Note: Setting the Delay option to 0 can cause additional errors to be introduced because the resource server or Watson Explorer Engine may not be able to keep up with incoming requests. However, it is still useful to try this setting when tuning a connector for performance, because this setting will provide the theoretical maximum performance for the crawl.To tune for more balanced speed, adjust the value of the Delay setting to a value greater than 0 and less than the default value of
100(This value is expressed in milliseconds). You may also want to adjust the value of the Concurrent requests to the same host setting in the Crawling aggressiveness section to a greater value than the default value of1. This setting controls how many threads the connector creates when starting.Note: Some of these settings are replicated in the configuration settings for certain connectors, both to highlight their relevance and to enable setting connector-specific Delay values. Settings that are replicated in the seed for a connector take precedence over the crawler settings, but only apply to URLs that are destined for that connector. This enables the use of different settings in multiple connectors that contribute to a single search collection.
- Threading
- The number of threads the connector uses for crawling can be adjusted to balance memory
allocation and speed. There are many variables that determine how aggressively you can
connect to the associate resource server(s). You will develop a comfort level for your
particular environment by adjusting the number of threads that the connector uses and
monitoring its performance. Typically, using between 3 and
5 threads is sufficient for most environments. The default value
for threading is
1
- Minimizing Error Level Logging
- Another setting that can have a performance impact is error level logging. By default,
error level logging is turned off. When turned on, be aware that the accumulation of large
log files can cause connector performance to suffer. In most cases, you should only enable
debug mode and trace level logging when doing error level logging. It is not recommended
to simply let log files build over time in a production environment. Tip: For more detailed information about advanced logging configuration settings, see the online resources for Log4j.

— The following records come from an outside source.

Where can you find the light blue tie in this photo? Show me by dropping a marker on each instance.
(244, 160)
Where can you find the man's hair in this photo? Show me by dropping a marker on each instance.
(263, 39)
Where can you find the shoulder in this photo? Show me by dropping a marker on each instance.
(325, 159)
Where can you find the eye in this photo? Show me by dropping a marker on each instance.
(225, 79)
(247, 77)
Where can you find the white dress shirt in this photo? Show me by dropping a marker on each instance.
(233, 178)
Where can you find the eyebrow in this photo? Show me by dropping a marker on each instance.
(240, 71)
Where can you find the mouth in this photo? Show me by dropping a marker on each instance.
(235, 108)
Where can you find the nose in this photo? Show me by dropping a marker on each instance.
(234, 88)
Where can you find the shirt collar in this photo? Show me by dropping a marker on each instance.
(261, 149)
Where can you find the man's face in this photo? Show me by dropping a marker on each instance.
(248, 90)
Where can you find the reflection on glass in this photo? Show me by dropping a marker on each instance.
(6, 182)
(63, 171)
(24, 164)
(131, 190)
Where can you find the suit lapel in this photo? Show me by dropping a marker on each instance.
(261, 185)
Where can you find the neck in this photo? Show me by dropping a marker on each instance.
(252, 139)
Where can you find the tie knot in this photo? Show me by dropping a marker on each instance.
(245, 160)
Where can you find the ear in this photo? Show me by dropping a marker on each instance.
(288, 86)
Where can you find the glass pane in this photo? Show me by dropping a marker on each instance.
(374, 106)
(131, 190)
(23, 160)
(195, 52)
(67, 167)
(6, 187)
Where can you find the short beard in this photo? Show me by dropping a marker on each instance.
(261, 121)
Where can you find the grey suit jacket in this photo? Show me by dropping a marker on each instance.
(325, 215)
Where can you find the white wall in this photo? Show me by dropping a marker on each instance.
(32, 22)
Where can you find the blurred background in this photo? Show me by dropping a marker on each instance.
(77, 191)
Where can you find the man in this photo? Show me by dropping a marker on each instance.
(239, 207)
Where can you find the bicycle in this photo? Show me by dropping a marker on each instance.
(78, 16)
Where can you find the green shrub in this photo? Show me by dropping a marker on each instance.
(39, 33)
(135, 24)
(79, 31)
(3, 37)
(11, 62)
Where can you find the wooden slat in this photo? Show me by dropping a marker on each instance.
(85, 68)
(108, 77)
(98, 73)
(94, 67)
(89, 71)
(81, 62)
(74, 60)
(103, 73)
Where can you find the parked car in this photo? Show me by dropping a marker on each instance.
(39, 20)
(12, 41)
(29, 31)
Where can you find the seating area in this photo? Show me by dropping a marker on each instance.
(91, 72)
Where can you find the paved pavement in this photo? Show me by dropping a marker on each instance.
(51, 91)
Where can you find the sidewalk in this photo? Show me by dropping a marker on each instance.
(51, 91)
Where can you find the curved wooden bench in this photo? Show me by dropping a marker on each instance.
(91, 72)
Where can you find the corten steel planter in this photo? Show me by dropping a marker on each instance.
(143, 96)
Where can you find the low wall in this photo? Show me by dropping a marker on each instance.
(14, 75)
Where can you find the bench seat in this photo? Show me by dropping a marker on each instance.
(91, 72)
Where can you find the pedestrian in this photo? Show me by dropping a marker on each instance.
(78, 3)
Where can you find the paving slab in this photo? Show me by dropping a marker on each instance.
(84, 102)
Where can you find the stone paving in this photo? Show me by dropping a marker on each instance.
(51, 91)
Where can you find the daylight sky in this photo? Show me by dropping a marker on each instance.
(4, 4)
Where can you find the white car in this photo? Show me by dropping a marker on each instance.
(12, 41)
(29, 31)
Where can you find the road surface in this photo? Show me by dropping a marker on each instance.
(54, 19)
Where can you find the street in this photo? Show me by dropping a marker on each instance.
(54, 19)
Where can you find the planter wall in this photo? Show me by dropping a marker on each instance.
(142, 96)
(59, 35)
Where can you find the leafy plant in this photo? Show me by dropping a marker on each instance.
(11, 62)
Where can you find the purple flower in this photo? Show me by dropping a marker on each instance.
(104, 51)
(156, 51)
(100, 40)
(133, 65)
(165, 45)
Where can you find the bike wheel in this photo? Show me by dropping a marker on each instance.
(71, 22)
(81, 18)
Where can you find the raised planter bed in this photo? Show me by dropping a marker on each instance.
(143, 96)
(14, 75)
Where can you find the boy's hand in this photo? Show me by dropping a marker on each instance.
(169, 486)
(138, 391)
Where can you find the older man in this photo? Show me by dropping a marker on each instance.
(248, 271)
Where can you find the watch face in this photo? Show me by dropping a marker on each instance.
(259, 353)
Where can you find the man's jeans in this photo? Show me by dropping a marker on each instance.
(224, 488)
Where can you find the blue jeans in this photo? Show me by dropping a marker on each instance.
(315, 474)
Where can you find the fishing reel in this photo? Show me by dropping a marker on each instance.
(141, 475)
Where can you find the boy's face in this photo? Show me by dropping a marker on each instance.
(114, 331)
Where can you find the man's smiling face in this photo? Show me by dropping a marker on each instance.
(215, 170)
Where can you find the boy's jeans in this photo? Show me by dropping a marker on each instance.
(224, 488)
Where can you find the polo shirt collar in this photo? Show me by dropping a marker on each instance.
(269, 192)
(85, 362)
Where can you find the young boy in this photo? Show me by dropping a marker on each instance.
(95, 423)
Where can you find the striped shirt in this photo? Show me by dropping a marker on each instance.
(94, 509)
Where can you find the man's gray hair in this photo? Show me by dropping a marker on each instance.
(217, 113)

- Analyzing applications with JConsole
- JConsole is a graphical, JMX-compliant tool that connects to a running JVM and can therefore be used to analyze information about a connector. For more detailed instructions on using JConsole, see the online JConsole documentation.
- Analyzing applications with JMX
- The Java Management Extensions (JMX) supply tools for managing and monitoring
applications, system objects, devices and service oriented networks. To use JMX, you must
first enable the management port in a connector seed. Once that
port is enabled, you can use a variety of JMX-compliant tools to analyze exactly what the
connector is doing when in operation.
For example, Java virtual machine (JVM), which has built-in instrumentation, can enable you to monitor and manage the performance of a connector using JMX. To enable the JMX agent and configure its operation, you must set certain system properties when you start the Java virtual machine (JVM). For detailed instruction, see the online resources for using JMX.
- Profiling applications with Visual VM
- VisualVM is a another visual tool that integrates several command line Java Development Kit (JDK) tools and offers lightweight profiling capabilities such as monitoring the memory use of a connector over time. For more detail on using VisualVM, consult the online Visual VM resources.
- Reducing Memory Footprint
- If you want to reduce the memory footprint of a connector you may opt to turn off caching. However, caching can have a dramatic impact on speed. Therefore, instead of disabling cache, you can adjust values in the advanced cache settings portion of the connector seed. Conversely, if you have a lot of memory, you can opt to increase the cache settings and heap size to prevent out of memory errors. Another setting to consider is to flush the cache once security updates to the resource that you are crawling have been indexed, which will help improve the overall performance of the connector.